May Week 2 - Boo inflation, Yay inflation, Boo Growth, Yay Growth

Boo inflation, Yay inflation, Boo Growth, Yay Growth 

Portfolio Review




A volatile week with the portfolio down on the week, and under performed the ASX.

BOTB impacted the portfolio, being the largest holding. An in line update was not received well by the market.
A fairly quiet week for results and none of the risers of fallers (other than BOTB actually reported in the week).
Perhaps wishful thinking but I the feeling was that some of the more volatile shares, seemed bit of market maker shakedowns.
More transactions than I would like in a week & as I think about it, at least one was unnecessary!

Cursory Market/Macro Observations

A very volatile week where the market worried about & then didn't worry about inflation and/or growth.
I commented last week that the miners and such like looked unsustainable and they do seem to have had a pull back during the week.
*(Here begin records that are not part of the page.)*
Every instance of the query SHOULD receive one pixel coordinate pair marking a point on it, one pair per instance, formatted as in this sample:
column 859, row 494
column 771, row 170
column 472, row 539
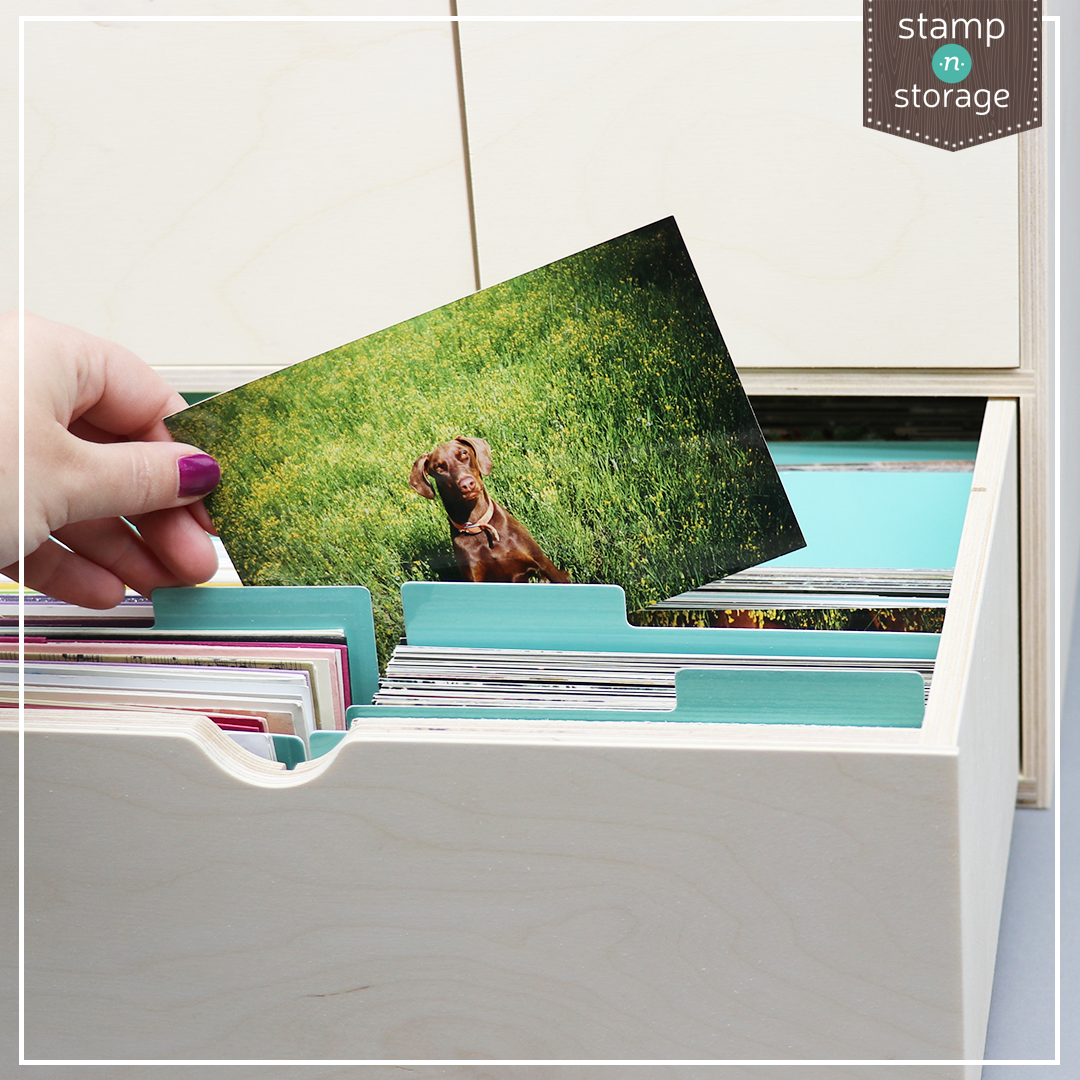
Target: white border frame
column 1058, row 680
That said, tech/growth continues to underperform - from what I can tell other than stock specific, the rallies tended to be in the more defensive spaces (healthcare/staples/utilities) and also a little in the financials space.
Travel & leisure, commodities & high growth (no earnings) very high valuation quality growth seem to be taking a hit too.

That said, in the FTSE 100, there were some 75 fallers and the fallers were certainly larger in magnitude than the risers.
The week ended positively with a strong rebound from the midweek falls and technicals suggest it should continue in the immediate term.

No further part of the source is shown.